5Vgl. z. B. „Wer ist der beste Coach aller Zeiten?“, in: https://de.fifa.com/news/y=2011/m=1/news=wer-ist-der-beste-coach-aller-zeiten-1363660.html.
6Vgl. die exemplarische Unterscheidung im Kap. „Die Bedeutung (organisations-)theoretischer Ansätze“.
7Vgl. zu grundlegenden Haltungen im Coaching Kap. „Menschenbild, Grundhaltungen, Standards“.

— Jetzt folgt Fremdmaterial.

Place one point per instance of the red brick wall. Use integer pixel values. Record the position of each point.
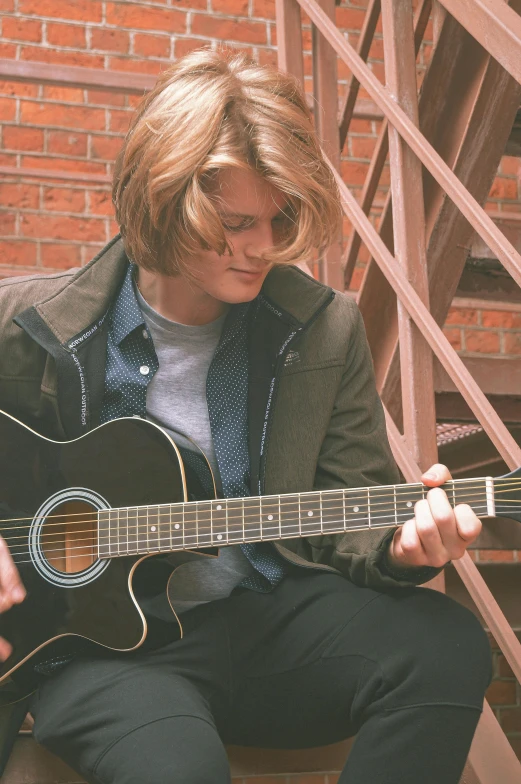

2 Markteroberung – fester Bestandteil der Personalentwicklung
Vom Allrounder zur Fachdisziplin
Auch wenn im Zuge der 30-jährigen Coaching-Entwicklung der ursprüngliche berufliche Kontext sowie die originäre Zielsetzung – „Steigerung und (…) Erhalt der Leistungsfähigkeit“ sowie „Verbesserung der beruflichen Situation und das Gestalten von Rollen unter anspruchsvollen Bedingungen“ ( http://www.dbvc.de/der-verband/ueber-uns/definition-coaching.html) – grundsätzlich beibehalten werden konnte, zeigt sich nach Regina Mahlmann eine klar Unterscheidung in zwei Kategorien. Neben der Weiterentwicklung als einer Kategorie wird hier Konfliktuelles als ein weiterer, umfänglicher Bereich angeführt (Mahlmann, 2009, S. 14–16). Diese Beobachtung wird auch durch die neuere Literatur bestätigt (vgl. z. B. Schreyögg, 2003, S. 340 ff) 8. Mahlmann differenziert diese Kategorie wiederum in die Bereiche der individuellen Belastungen – mit den zwei Brennpunkten der persönlichen oder systemischen Faktoren –, beruflicher Deformationen – als einer bereits eingetretenen Auswirkung gering ausgeprägter Work-Life-Balance –, Distress im Arbeitsalltag, Burn-out und Mobbing (vgl. Mahlmann, 2009, S. 14.15). Bei aller Wertschätzung gegenüber den Erfahrungen der Autorin als Coach wird in dieser Aufzählung zweierlei deutlich: Wiederum die notwendige Abgrenzung und entsprechende Weitervermittlung – v. a., wenn sich bereits psychische Auffälligkeiten zeigen bzw. der Klient davon berichtet –, wie auch eine augenfällige Expansion des Themas Coaching im Gesundheits- und Life-Bereich in den letzten Jahren. So erfreulich es ist, dass das Thema Gesundheitsschutz im beruflichen Bereich – nicht nur im öffentlichen Dienst – im Kontext Führungscoaching und Personalentwicklung seinen – festen – Platz gefunden hat, so irritierend erscheint der Boom im Bereich Life-Coaching. Aufgrund dieser Tendenz, die sich in der Flut an Literatur widerspiegelt – lt. Berninger-Schäfer 2014 existieren mehr als fünfzig Publikationen in diesem Feld (Berninger-Schäfer, 2014) – soll dieser Bereich des „Coaching für alle und alles“ (ebd. 2011, S. 39), wenn hiermit auch benannt, in der weiteren Darstellung bewusst unberücksichtigt bleiben.